Dividend Investing forces discipline
Companies with suspect balance sheets and poor cash management typically do not pay dividends. During the heydays of the dot com bubble, internet companies were enjoying incredible valuations with little to no profits. By applying the dividend principle, such companies would have been passed on and the investor shielded from catastrophic declines in equity value.
A reasonable yield accompanied by solid business fundamentals, avoids the noise in everyday markets. Analysts and investors often look to stock prices in forming an assessment of value. In turn being anchored by them.
Investors love exceptional stories from management teams. It imbues a sense of optimism and hope akin to purchasing a big draw lottery ticket. As droves of investors catch on to the story, stock prices can climb sharply, and any semblance of reasonable valuation or margin of safety vanquished. This happens far too often for a market perceived by historical standards to be efficient, due to fundamental human psychologies of hope and greed. Dividend investing can put a check on, but not cure for this.
Companies which pay dividends are financially stronger and better poised for long-term growth
Dividend Aristocrats, companies which have increased dividends every year for at least 25 consecutive years, are often among the most stable and best performing companies. Consistent raising of dividends over long periods is indicative of strong earnings and cash-flow growth. Policies of sound financial management are institutionalized within these firms and endure management changes.

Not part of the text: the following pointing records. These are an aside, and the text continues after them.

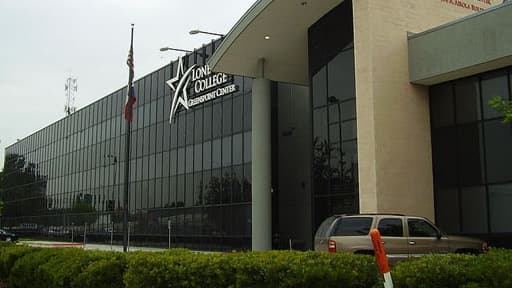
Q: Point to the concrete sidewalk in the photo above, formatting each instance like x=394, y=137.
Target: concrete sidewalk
x=87, y=246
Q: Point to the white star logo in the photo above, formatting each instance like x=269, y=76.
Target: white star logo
x=183, y=79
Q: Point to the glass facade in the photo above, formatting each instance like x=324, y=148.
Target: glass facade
x=194, y=172
x=472, y=157
x=331, y=66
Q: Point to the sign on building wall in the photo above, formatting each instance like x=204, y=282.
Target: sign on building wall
x=473, y=5
x=204, y=84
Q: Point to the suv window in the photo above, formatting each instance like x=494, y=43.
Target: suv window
x=420, y=228
x=391, y=227
x=324, y=227
x=352, y=226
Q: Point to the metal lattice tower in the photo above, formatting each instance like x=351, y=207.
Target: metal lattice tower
x=71, y=88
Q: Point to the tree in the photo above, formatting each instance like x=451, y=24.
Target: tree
x=502, y=106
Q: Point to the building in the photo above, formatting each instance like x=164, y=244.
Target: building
x=340, y=107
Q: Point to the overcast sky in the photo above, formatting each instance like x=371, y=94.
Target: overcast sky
x=45, y=42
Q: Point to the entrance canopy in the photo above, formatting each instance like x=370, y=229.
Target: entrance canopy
x=275, y=30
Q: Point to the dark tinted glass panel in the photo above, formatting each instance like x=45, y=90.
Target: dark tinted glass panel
x=227, y=115
x=226, y=151
x=441, y=105
x=247, y=111
x=189, y=160
x=237, y=149
x=198, y=131
x=217, y=120
x=444, y=152
x=341, y=76
x=467, y=99
x=237, y=114
x=391, y=227
x=498, y=143
x=207, y=155
x=207, y=134
x=319, y=84
x=500, y=197
x=190, y=128
x=495, y=85
x=198, y=157
x=471, y=154
x=189, y=196
x=352, y=226
x=216, y=153
x=320, y=124
x=474, y=209
x=447, y=209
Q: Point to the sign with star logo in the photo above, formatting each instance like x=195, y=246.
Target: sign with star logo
x=206, y=86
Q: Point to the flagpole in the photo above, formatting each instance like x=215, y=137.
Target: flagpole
x=127, y=158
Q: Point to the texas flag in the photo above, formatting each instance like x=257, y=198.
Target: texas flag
x=130, y=96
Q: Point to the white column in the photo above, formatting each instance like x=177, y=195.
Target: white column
x=261, y=163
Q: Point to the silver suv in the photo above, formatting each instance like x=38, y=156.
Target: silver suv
x=403, y=236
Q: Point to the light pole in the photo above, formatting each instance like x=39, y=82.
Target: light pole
x=114, y=163
x=163, y=49
x=196, y=31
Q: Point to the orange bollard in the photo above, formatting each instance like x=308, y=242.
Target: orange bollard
x=382, y=259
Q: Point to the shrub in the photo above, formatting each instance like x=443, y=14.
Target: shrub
x=106, y=271
x=254, y=269
x=492, y=269
x=9, y=254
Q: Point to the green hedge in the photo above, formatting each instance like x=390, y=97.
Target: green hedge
x=492, y=269
x=264, y=269
x=22, y=266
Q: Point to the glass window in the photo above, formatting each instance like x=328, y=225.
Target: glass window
x=348, y=130
x=320, y=124
x=421, y=228
x=207, y=155
x=352, y=226
x=207, y=122
x=500, y=197
x=247, y=112
x=180, y=191
x=441, y=105
x=444, y=156
x=189, y=192
x=226, y=151
x=190, y=127
x=216, y=153
x=226, y=117
x=181, y=129
x=498, y=143
x=471, y=154
x=341, y=76
x=198, y=130
x=319, y=84
x=237, y=114
x=198, y=189
x=247, y=147
x=467, y=99
x=391, y=227
x=348, y=110
x=189, y=159
x=447, y=209
x=173, y=155
x=474, y=209
x=198, y=157
x=495, y=85
x=181, y=160
x=237, y=149
x=217, y=120
x=153, y=112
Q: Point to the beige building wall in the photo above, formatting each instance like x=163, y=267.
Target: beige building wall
x=394, y=147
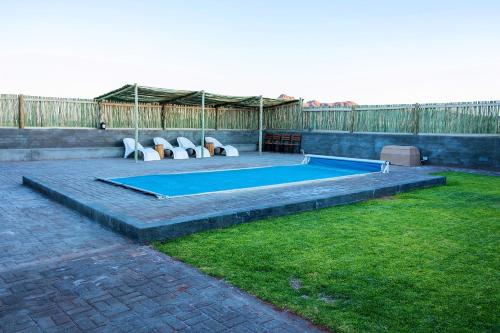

Chart 1: Dividend Aristocrats vs S&P 500
Returns of Dividend Aristocrats’ have outperformed the broader S&P 500 companies by 1.24% per year since January 2008. In fact, a longer time horizon going back to 1986 reveals an out-performance of close to 3% per year, with less volatility.
The psychology of investors during bear markets is another big plus for dividend investing. Many investors when faced with constant market decline, will unload their shares at fire sale prices and take huge losses in the process. It is after all, very difficult to fight the panic and stay rational during times of duress. Receiving constant and growing dividends may provide some comfort and prevent you from hitting the “I quit” button too soon. This I would argue, offers the greatest value for the average investor.
It helps us achieve real diversification
Investors have a strong familiarity bias. We are more likely to invest into household names such as Google, Facebook and Microsoft as we feel their presence through our daily engagements and news media. This leads to over-concentration in a select group of industries, most notably technology and consumer discretionary and reduces the effectiveness of a diversified strategy. Inter-sector correlations are among the strongest, so having 100 holdings in the technology sector may have little diversification effect.
Because high dividend yields are often found in the utilities, telecommunications, REITs and consumer staples sectors, by including dividend investing in our overall strategies, we are investing in less cyclical sectors with lower correlations and betas to the broader market. Hence, achieving broad portfolio diversification.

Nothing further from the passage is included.